The next thing is to have some sort of finish for your skirting boards. If you use MDF, add a coat of gloss finish, if you use real wood or veneered product, add some lacquers or oil them. These finishing products not only add different layers of look and texture to your skirting boards, but also give them longer wear and protect them from scratching or bumping. Particularly if you have young children, who push around their toy pushchairs or cars , or you move your furniture around and unavoidably your children or you can bump or bash into some of the skirting boards.  And most importantly, when it comes to cleaning, it far easier to get dust, grease, and other unwanted stuff off your skirting boards.

How to clean skirting boards

A lot of you out there, probably clean your house once a week, but most of you probably don’t clean your skirting boards once a week. Yes, skirting boards and the back your radiator are often the areas got forgotten, then gradually they become your dust trap.


So now, here you are at the annual spring clean trying to figure out how to clean the skirting boards that you haven’t got around to clean. First of all, find out what type of material or wood you have for your skirting boards, this is simply because you don’t want to introduce a lot moisture to your skirting boards then indirectly to your wall which will cause your problem. Some pine or oak skirting boards product can even start to change shape or curl up with a lot of moisture.


Second of all, what finish do you have on your skirting boards. If you have oil, lacquering, paint or gloss then you don’t need to worry as much as say your skirting boards don’t have any finishing products on them, and only have the raw materials. Because raw materials soak up moisture far quicker than if they have some layers of finish on them.


After you determined the type and finish of your skirting boards then you can decide what to use. If you have unfinished materials, then make sure you don’t use any water content cleaning solutions. Simple dusting and dry wiping can get rid of a lot of the dust, or use the vacuum to go over it as well as dusting.
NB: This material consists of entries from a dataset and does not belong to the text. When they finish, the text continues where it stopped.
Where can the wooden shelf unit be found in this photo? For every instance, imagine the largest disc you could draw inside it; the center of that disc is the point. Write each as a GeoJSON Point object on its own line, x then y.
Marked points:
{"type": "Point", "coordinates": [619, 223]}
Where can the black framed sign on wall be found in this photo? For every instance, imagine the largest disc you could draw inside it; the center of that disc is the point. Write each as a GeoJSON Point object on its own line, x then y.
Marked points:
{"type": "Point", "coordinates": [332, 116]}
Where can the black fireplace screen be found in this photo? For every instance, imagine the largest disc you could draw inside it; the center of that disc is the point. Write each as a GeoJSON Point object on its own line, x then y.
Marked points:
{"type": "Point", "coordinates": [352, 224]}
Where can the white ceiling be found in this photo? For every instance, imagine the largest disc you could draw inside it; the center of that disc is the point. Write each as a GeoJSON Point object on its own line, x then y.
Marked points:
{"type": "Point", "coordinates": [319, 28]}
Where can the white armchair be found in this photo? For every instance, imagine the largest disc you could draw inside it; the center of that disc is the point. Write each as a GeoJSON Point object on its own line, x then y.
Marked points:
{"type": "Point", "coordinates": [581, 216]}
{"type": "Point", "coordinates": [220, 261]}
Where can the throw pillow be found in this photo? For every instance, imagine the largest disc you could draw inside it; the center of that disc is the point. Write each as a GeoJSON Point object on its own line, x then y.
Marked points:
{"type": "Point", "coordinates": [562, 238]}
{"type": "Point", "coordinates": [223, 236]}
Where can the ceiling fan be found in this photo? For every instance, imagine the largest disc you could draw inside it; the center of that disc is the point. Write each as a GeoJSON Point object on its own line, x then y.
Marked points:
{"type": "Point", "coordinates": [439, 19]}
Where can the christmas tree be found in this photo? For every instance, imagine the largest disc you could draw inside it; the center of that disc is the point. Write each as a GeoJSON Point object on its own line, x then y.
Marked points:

If your skirting boards have some sort of finish on them, it doesn’t mean that you don’t have to worry about the moisture, only that you can use a small amount moist if it is necessary. You can start to vacuum majority of the dust first, then use a mix cleaning solution of water and soda powder and slightly damp the cloth, and run the cloth through all the profiling sections of the skirting boards which seems to trap most of the dust. If your skirting boards in the kitchen have grease on them, you can add a drop or two dish soap into the mix solution. If your skirting boards have mould or mildew on them, add a drop of bleach into the mix cleaning solution. However, if the mould or mildew come back within a short space of time, you may need to check whether there leaks or major damp behind the skirting board.


Once you have spring cleaned your skirting boards, just make a habit of giving them a quick vacuum when you vacuum your floor.